Call me old school if you must, but I still believe that a man should make the first move in matters of commitment.
Women are brilliant -- they can see the answer to a man’s problems.
We know that his chronic back pain will disappear if he can lead a more active lifestyle, for example taking those long romantic walks with us.
We know his gastritis issues will be a thing of the past if he regularly joined us for our healthy dinners, instead of going out with the boys.
And most importantly, we know that his grouchy mood and cloudy attitude will be a thing of the past if he faithfully stuck to our warm beds.
But despite all this brilliance, women still get into seriously dumb situations.
Take for example: Juma meets Mwajuma, the chemistry is palpable. After a few months of dating, Mwajuma feels that Juma needs a wife. Juma, on the other hand, has not figured this bit yet. In fact, it has not even occurred to him that they are dating. While Mwajuma has edited her contact and now renamed him hubby or bae, Juma’s phone listing for her remains Mwajuma Sinza.
By month four of this relationship, Mwajuma has already moved her basic essentials into Juma’s house – toothbrush, towel, half of her inner wear, clothes and, strangely, a comb. She is blind to the fact that Juma is careful not to leave even his threadbare socks behind when he visits her.

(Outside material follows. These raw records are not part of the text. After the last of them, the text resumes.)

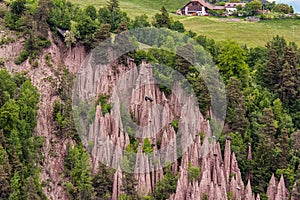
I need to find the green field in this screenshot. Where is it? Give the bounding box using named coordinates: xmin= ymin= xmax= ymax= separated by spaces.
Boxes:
xmin=71 ymin=0 xmax=300 ymax=47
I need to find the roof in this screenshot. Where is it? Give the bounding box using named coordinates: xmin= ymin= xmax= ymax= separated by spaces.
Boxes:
xmin=183 ymin=0 xmax=225 ymax=10
xmin=225 ymin=3 xmax=246 ymax=8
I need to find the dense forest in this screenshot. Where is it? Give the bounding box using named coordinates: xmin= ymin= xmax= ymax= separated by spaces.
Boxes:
xmin=0 ymin=0 xmax=300 ymax=200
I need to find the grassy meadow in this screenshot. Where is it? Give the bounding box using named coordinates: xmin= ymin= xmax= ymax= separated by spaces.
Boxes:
xmin=71 ymin=0 xmax=300 ymax=47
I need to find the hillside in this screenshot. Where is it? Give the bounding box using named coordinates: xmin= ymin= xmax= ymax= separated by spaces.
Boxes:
xmin=71 ymin=0 xmax=300 ymax=47
xmin=0 ymin=0 xmax=300 ymax=200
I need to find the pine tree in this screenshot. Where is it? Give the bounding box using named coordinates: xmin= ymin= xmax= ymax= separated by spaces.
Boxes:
xmin=152 ymin=6 xmax=171 ymax=28
xmin=226 ymin=77 xmax=247 ymax=135
xmin=107 ymin=0 xmax=120 ymax=12
xmin=121 ymin=172 xmax=138 ymax=200
xmin=0 ymin=165 xmax=10 ymax=199
xmin=92 ymin=163 xmax=115 ymax=199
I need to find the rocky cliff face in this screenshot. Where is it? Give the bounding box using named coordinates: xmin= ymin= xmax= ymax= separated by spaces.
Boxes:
xmin=0 ymin=32 xmax=86 ymax=199
xmin=0 ymin=33 xmax=295 ymax=200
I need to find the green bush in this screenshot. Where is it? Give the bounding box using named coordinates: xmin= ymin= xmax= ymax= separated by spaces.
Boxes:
xmin=15 ymin=49 xmax=30 ymax=65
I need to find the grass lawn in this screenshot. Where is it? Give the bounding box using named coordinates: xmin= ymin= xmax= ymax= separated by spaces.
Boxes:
xmin=178 ymin=17 xmax=300 ymax=47
xmin=71 ymin=0 xmax=300 ymax=47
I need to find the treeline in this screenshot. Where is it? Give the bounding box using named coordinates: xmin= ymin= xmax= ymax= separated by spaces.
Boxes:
xmin=0 ymin=70 xmax=46 ymax=200
xmin=0 ymin=0 xmax=300 ymax=199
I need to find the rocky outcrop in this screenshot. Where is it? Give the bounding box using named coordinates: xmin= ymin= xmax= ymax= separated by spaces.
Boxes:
xmin=0 ymin=32 xmax=86 ymax=200
xmin=170 ymin=138 xmax=253 ymax=200
xmin=267 ymin=174 xmax=289 ymax=200
xmin=0 ymin=30 xmax=290 ymax=200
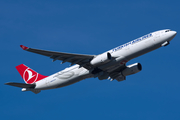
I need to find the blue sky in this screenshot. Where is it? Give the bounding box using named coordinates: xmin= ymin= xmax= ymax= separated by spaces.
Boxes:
xmin=0 ymin=0 xmax=180 ymax=120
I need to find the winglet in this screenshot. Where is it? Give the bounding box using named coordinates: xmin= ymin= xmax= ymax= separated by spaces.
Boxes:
xmin=20 ymin=45 xmax=29 ymax=50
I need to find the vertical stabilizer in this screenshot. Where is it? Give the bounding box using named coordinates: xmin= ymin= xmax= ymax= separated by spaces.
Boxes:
xmin=16 ymin=64 xmax=47 ymax=84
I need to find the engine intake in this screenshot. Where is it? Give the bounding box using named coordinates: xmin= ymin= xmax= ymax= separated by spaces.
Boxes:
xmin=90 ymin=52 xmax=112 ymax=66
xmin=122 ymin=63 xmax=142 ymax=76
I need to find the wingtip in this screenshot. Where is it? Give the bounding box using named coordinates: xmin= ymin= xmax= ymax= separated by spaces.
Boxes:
xmin=20 ymin=45 xmax=29 ymax=50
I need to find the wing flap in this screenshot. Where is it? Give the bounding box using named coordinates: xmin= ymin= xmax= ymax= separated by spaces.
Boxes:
xmin=20 ymin=45 xmax=95 ymax=68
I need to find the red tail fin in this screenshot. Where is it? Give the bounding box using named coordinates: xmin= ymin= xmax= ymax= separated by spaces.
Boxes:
xmin=16 ymin=64 xmax=47 ymax=84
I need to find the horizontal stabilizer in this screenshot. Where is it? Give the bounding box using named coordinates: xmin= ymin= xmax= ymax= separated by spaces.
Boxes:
xmin=5 ymin=82 xmax=36 ymax=88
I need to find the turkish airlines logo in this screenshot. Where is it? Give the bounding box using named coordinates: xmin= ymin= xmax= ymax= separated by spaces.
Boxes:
xmin=23 ymin=68 xmax=38 ymax=84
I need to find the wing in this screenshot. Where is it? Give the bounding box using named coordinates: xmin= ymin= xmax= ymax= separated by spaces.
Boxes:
xmin=20 ymin=45 xmax=95 ymax=69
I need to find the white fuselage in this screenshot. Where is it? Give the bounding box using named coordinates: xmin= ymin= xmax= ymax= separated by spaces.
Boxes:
xmin=34 ymin=30 xmax=176 ymax=90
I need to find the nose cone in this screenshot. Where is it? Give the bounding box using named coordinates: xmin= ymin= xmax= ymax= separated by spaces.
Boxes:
xmin=169 ymin=31 xmax=177 ymax=41
xmin=171 ymin=31 xmax=177 ymax=37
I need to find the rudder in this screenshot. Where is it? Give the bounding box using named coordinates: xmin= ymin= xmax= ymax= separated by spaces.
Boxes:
xmin=16 ymin=64 xmax=47 ymax=84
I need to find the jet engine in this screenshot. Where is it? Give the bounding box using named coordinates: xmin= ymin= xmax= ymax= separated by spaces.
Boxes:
xmin=90 ymin=52 xmax=112 ymax=66
xmin=122 ymin=63 xmax=142 ymax=76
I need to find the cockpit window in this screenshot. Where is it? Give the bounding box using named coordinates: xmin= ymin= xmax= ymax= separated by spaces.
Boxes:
xmin=165 ymin=30 xmax=171 ymax=32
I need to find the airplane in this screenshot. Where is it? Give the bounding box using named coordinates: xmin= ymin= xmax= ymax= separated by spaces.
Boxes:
xmin=5 ymin=29 xmax=177 ymax=94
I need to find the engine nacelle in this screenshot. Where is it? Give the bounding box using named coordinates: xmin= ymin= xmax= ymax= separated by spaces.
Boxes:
xmin=90 ymin=52 xmax=112 ymax=65
xmin=122 ymin=63 xmax=142 ymax=76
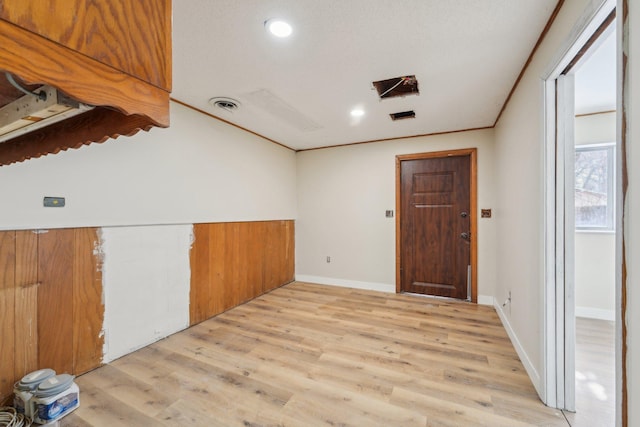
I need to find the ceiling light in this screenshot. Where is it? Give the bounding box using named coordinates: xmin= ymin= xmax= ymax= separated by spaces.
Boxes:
xmin=264 ymin=19 xmax=293 ymax=37
xmin=351 ymin=108 xmax=364 ymax=117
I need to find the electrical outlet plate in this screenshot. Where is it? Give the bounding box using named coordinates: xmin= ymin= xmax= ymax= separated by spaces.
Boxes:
xmin=42 ymin=196 xmax=64 ymax=208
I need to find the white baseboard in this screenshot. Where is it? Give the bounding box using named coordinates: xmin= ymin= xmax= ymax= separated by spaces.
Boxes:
xmin=576 ymin=307 xmax=616 ymax=322
xmin=296 ymin=274 xmax=396 ymax=293
xmin=493 ymin=298 xmax=544 ymax=396
xmin=478 ymin=295 xmax=493 ymax=306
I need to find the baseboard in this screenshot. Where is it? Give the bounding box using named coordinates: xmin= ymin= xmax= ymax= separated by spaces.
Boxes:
xmin=493 ymin=299 xmax=544 ymax=396
xmin=576 ymin=307 xmax=616 ymax=322
xmin=478 ymin=295 xmax=493 ymax=306
xmin=296 ymin=274 xmax=396 ymax=293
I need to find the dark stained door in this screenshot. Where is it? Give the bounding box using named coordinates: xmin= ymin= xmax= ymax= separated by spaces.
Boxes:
xmin=400 ymin=155 xmax=475 ymax=299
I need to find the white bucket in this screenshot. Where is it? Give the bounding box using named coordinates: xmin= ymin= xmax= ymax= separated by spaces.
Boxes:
xmin=31 ymin=374 xmax=80 ymax=424
xmin=13 ymin=369 xmax=56 ymax=418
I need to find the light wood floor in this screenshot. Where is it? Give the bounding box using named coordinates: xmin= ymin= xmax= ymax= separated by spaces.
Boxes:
xmin=60 ymin=283 xmax=567 ymax=427
xmin=565 ymin=317 xmax=616 ymax=427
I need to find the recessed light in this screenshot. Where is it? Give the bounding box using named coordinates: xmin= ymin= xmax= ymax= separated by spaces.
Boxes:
xmin=351 ymin=108 xmax=364 ymax=117
xmin=264 ymin=19 xmax=293 ymax=38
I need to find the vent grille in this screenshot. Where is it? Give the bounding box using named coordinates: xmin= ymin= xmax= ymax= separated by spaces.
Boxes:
xmin=372 ymin=76 xmax=420 ymax=99
xmin=389 ymin=110 xmax=416 ymax=121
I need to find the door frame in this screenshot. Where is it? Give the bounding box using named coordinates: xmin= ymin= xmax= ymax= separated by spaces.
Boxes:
xmin=396 ymin=148 xmax=478 ymax=303
xmin=540 ymin=0 xmax=626 ymax=412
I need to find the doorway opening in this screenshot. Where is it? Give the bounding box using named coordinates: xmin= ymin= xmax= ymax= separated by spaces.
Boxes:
xmin=543 ymin=0 xmax=622 ymax=425
xmin=396 ymin=148 xmax=477 ymax=302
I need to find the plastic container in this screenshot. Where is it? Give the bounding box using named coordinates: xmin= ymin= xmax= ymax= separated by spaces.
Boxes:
xmin=13 ymin=369 xmax=56 ymax=418
xmin=31 ymin=374 xmax=80 ymax=424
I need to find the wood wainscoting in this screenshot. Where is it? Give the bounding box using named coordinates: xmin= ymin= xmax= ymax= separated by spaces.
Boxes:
xmin=189 ymin=220 xmax=295 ymax=325
xmin=0 ymin=220 xmax=294 ymax=404
xmin=0 ymin=228 xmax=104 ymax=401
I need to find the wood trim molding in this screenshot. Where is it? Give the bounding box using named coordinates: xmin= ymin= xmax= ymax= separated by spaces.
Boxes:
xmin=616 ymin=0 xmax=638 ymax=427
xmin=171 ymin=98 xmax=296 ymax=151
xmin=396 ymin=148 xmax=478 ymax=303
xmin=0 ymin=107 xmax=153 ymax=166
xmin=492 ymin=0 xmax=564 ymax=127
xmin=296 ymin=126 xmax=494 ymax=153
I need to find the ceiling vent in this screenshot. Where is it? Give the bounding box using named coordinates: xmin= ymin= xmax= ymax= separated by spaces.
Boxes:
xmin=209 ymin=96 xmax=240 ymax=113
xmin=372 ymin=76 xmax=420 ymax=99
xmin=389 ymin=110 xmax=416 ymax=121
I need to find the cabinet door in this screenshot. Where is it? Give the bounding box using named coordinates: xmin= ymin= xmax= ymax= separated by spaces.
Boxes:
xmin=0 ymin=0 xmax=171 ymax=91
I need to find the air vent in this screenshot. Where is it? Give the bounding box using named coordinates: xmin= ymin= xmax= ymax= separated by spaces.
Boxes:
xmin=372 ymin=76 xmax=420 ymax=99
xmin=209 ymin=97 xmax=240 ymax=113
xmin=389 ymin=110 xmax=416 ymax=121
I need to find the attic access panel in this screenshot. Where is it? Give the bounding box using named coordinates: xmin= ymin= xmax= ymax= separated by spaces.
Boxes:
xmin=372 ymin=76 xmax=420 ymax=99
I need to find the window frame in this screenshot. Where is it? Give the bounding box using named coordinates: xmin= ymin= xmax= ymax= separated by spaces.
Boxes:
xmin=574 ymin=142 xmax=616 ymax=233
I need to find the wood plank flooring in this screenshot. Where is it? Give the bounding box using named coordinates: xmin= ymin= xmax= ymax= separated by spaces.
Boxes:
xmin=565 ymin=317 xmax=616 ymax=427
xmin=60 ymin=282 xmax=567 ymax=427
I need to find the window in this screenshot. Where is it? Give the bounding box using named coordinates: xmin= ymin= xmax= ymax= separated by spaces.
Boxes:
xmin=575 ymin=144 xmax=615 ymax=231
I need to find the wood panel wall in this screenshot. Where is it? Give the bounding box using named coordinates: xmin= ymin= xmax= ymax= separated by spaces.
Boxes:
xmin=189 ymin=220 xmax=295 ymax=325
xmin=0 ymin=228 xmax=104 ymax=401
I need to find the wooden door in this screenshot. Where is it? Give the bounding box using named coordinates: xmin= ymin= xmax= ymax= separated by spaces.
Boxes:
xmin=399 ymin=152 xmax=475 ymax=299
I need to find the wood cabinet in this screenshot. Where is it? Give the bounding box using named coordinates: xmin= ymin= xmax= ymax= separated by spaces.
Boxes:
xmin=0 ymin=0 xmax=171 ymax=165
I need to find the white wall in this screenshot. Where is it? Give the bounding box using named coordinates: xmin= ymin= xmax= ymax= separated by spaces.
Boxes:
xmin=575 ymin=113 xmax=616 ymax=320
xmin=494 ymin=0 xmax=589 ymax=395
xmin=100 ymin=225 xmax=193 ymax=362
xmin=0 ymin=103 xmax=296 ymax=230
xmin=296 ymin=130 xmax=496 ymax=296
xmin=624 ymin=0 xmax=640 ymax=426
xmin=0 ymin=103 xmax=296 ymax=362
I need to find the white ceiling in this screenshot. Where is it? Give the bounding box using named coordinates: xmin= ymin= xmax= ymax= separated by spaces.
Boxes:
xmin=575 ymin=24 xmax=616 ymax=114
xmin=172 ymin=0 xmax=557 ymax=150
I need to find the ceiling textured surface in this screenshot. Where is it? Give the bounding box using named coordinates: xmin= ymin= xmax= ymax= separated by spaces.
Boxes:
xmin=172 ymin=0 xmax=557 ymax=150
xmin=575 ymin=24 xmax=616 ymax=114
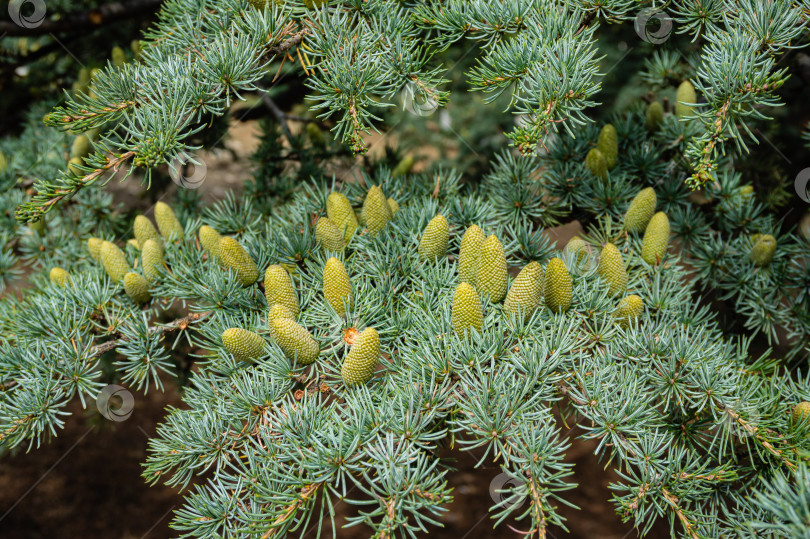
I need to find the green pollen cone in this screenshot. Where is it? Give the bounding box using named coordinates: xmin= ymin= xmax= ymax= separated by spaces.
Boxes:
xmin=363 ymin=185 xmax=391 ymax=236
xmin=315 ymin=217 xmax=346 ymax=252
xmin=100 ymin=241 xmax=132 ymax=282
xmin=326 ymin=193 xmax=357 ymax=241
xmin=458 ymin=225 xmax=487 ymax=286
xmin=451 ymin=283 xmax=484 ymax=336
xmin=197 ymin=225 xmax=222 ymax=260
xmin=675 ymin=80 xmax=697 ymax=118
xmin=585 ymin=148 xmax=607 ymax=180
xmin=596 ymin=124 xmax=619 ymax=170
xmin=503 ymin=262 xmax=543 ymax=321
xmin=132 ymin=215 xmax=161 ymax=249
xmin=641 ymin=211 xmax=669 ymax=264
xmin=475 ymin=235 xmax=508 ymax=303
xmin=599 ymin=243 xmax=627 ymax=296
xmin=323 ymin=257 xmax=352 ymax=316
xmin=340 ymin=328 xmax=380 ymax=386
xmin=271 ymin=318 xmax=320 ymax=365
xmin=124 ymin=271 xmax=152 ymax=304
xmin=155 ymin=202 xmax=183 ymax=240
xmin=219 ymin=236 xmax=259 ymax=286
xmin=264 ymin=265 xmax=298 ymax=319
xmin=418 ymin=214 xmax=450 ymax=260
xmin=222 ymin=328 xmax=265 ymax=361
xmin=141 ymin=240 xmax=163 ymax=283
xmin=48 ymin=268 xmax=70 ymax=286
xmin=613 ymin=294 xmax=644 ymax=329
xmin=749 ymin=234 xmax=776 ymax=268
xmin=543 ymin=257 xmax=573 ymax=313
xmin=624 ymin=187 xmax=658 ymax=232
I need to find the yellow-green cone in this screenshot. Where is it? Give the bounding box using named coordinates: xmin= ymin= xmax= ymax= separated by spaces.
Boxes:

So, she deliberately takes his jacket and keeps it in her closet. She makes a dozen other Delilah moves, including firing his cleaning lady and taking charge of his bachelor pad. Meanwhile, she barely knows his surname. Then she becomes pregnant. This suddenly jolts him out of his stupor. He wants his space. He is not and was never ready for a serious relationship, leave alone a wife and baby; at least not in the near future, he says. She screams murder but he feels caged in, manipulated into something bigger than he ever bargained for.
Choices: From this point, Juma finally takes charge of this situation. It can go a thousand different ways. If he was raised well, he might take responsibility and even hastily, albeit resentfully, arrange to officially make it known that he is now a husband. How that marriage will pan out will be the stuff that thrilling soap operas are made of. There is a responsibility of taking lead in a romantic relationship that we should let the man handle. Period. Stop forcing him, stop manipulating him, and stop taking charge of his life. If he can’t manage his diet, morals and dishes, what makes you think that he can take care of a wife and children? A responsible man will make his intentions clear and follow them with clear and definite actions, such as introducing you to his mother and setting a date to meet your father. He will also be careful about who moves into his space. And most definitely, he will be the one who makes the decision of when and who to ask for their hand in marriage. When you pack and move in with Juma and start calling him your husband, soon enough you will be seeking help from social media. Rushing a man to make a marriage commitment to you only leads to heartbreak. As women, we have the unfortunate propensity to do what the Swahili call shida za kujiletea (looking for problems). We walk into a problem with our eyes wide open.